NOTORIOUS X-Man MAGNETO will be moving one of PM Boris Johnston’s “spare” bridges to span the sea between Northern Ireland and Scotland, TGL can exclusively reveal. 

The grumpy people hating X Man, played by Sir Ian McKellen, famed for his supernatural ability to control metals and moving the Golden Gate bridge to Alcatraz, has been pressed into service at a time of national crisis, to bind the UK closer together. 

TGL understands that having asked Treasury and Department of Finance for a feasibility study and costings for such a project, Boris nearly pooped his undies when he read the subsequent report. 

“I thought to myself bollocks to all that,” Boris told TGL, “talk about making a simple thing complicated. 

“I knew we had a few bridges in storage for this type of contingency,” he continued, “and I spoke to Sir Ian McKellen personally.

“He is a national treasure and immediately agreed to reappraise his role in the national interest and move the bridge for us. 

“I am confident that it will be coming up the Irish Sea in days.”

DUP leader Arlene Foster welcomed the news saying that the Party’s preferred option had been a tunnel, but understood moving spare tunnels wasn’t just as easy as it was for bridges. 

“The main thing is that the UK will be physically one at last, something made extra poignant at this time of Brexit crisis.

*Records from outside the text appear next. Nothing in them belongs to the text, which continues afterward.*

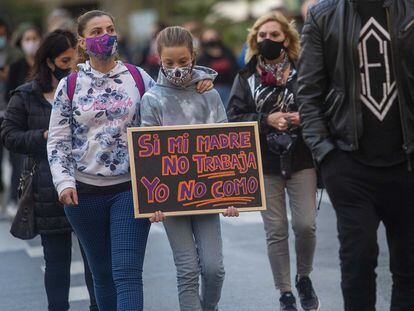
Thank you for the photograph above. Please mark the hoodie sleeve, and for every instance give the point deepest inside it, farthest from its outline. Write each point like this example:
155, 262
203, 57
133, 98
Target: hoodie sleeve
221, 116
149, 111
148, 81
59, 143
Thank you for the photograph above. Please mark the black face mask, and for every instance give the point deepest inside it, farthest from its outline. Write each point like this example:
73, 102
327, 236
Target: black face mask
60, 73
270, 49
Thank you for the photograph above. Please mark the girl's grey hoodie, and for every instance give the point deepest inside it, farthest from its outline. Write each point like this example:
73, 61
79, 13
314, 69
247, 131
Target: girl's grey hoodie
168, 104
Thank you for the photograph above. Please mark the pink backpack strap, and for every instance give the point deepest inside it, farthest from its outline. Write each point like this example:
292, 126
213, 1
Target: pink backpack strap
71, 85
137, 78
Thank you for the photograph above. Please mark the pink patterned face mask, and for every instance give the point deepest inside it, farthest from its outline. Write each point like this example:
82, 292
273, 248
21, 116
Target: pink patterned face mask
102, 47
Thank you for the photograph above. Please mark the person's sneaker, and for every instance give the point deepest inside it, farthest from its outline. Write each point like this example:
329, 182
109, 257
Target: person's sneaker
308, 299
287, 302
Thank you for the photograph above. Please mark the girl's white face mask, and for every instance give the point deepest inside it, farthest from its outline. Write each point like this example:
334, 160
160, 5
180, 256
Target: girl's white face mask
178, 75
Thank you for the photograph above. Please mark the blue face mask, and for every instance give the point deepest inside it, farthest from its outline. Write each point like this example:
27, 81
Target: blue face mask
3, 42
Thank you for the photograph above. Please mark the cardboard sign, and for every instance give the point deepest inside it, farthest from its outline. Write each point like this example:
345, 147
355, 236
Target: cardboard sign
197, 169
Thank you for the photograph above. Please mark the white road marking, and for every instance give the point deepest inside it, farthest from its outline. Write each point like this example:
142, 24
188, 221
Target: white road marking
78, 293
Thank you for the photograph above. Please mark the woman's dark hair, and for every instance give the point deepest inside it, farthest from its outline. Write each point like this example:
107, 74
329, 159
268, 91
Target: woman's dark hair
20, 32
54, 44
82, 22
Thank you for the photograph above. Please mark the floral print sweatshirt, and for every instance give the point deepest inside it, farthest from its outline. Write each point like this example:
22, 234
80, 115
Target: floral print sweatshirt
87, 138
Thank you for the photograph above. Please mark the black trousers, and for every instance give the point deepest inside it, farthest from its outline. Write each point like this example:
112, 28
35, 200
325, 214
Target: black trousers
363, 196
57, 250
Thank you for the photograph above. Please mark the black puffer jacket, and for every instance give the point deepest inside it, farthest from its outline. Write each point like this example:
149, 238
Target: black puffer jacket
242, 107
26, 119
329, 80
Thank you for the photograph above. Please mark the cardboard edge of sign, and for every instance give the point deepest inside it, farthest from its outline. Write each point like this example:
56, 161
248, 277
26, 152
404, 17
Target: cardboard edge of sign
131, 130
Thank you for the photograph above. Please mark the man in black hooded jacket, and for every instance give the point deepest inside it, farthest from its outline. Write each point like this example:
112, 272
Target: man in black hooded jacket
356, 96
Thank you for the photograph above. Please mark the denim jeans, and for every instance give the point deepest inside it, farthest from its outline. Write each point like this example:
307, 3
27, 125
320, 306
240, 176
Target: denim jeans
301, 189
57, 251
197, 249
114, 243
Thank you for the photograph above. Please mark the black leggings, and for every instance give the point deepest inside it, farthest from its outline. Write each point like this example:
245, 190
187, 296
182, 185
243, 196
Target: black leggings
57, 250
363, 196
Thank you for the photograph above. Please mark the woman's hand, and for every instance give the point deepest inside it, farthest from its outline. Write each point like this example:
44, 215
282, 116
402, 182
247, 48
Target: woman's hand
294, 118
278, 120
158, 217
231, 212
204, 85
69, 196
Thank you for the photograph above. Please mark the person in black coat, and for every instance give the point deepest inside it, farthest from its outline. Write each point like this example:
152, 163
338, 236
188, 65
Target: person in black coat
265, 92
28, 40
25, 130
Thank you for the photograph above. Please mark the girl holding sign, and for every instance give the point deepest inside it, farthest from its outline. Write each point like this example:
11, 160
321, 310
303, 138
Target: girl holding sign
195, 240
88, 157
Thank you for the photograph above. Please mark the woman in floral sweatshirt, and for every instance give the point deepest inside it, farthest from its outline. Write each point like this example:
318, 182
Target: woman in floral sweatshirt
88, 157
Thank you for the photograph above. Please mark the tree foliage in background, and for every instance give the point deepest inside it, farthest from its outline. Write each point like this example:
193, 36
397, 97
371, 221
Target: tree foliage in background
16, 12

“This is something DUP have been praying for, for a very long time, even when I was in the UUP,” she concluded. 

TGL understands that Mr Johnston plans to place the bridge at the narrowest point between the two islands, from Torr Head to Mull of Kintyre.

This is also the point the existing roads infrastructure is poorest, but Boris remains upbeat, 

“Once in Scotland just follow the B842 to Campbeltown, then the A83 for a 100 miles through the glorious highlands to Tarbet, another 40 down the A82 sees you in Glasgow, a dawdle at four hours – but watch out for sheep,” he warned. 

“The bridge should be in place for the next old firm match,” he promised, “and when you are enjoying the match you can thank my ‘Shite or Bust’ Brexit policy for delivering you to the game.”

However when TGL spoke to Sir Ian, he was categoric that he knew nothing about any bridge and hadn’t spoken to Boris either. 

He immediately quashed any notion that he would be using the fantasy powers from one of his characters, for this purpose. 

“My bridge moving days are over, but I would help move a mountain to bring a sensible end to the current crisis,” the 81 year old said. 

“Nonsense, we shall persuade him,” Boris responded amiably when this was put to him, “of that I have no doubt!” 

On the subject of Scotland TGL also asked Boris about the recent court ruling which concluded that the current suspension of parliament was illegal. 

“It’s not a suspension of Parliament, it’s a suspension bridge and a dam fine one too, binding the UK closer together until we can get the Northern Ireland only Backstop in place – oops don’t quote me on that,” the Prime Minister concluded.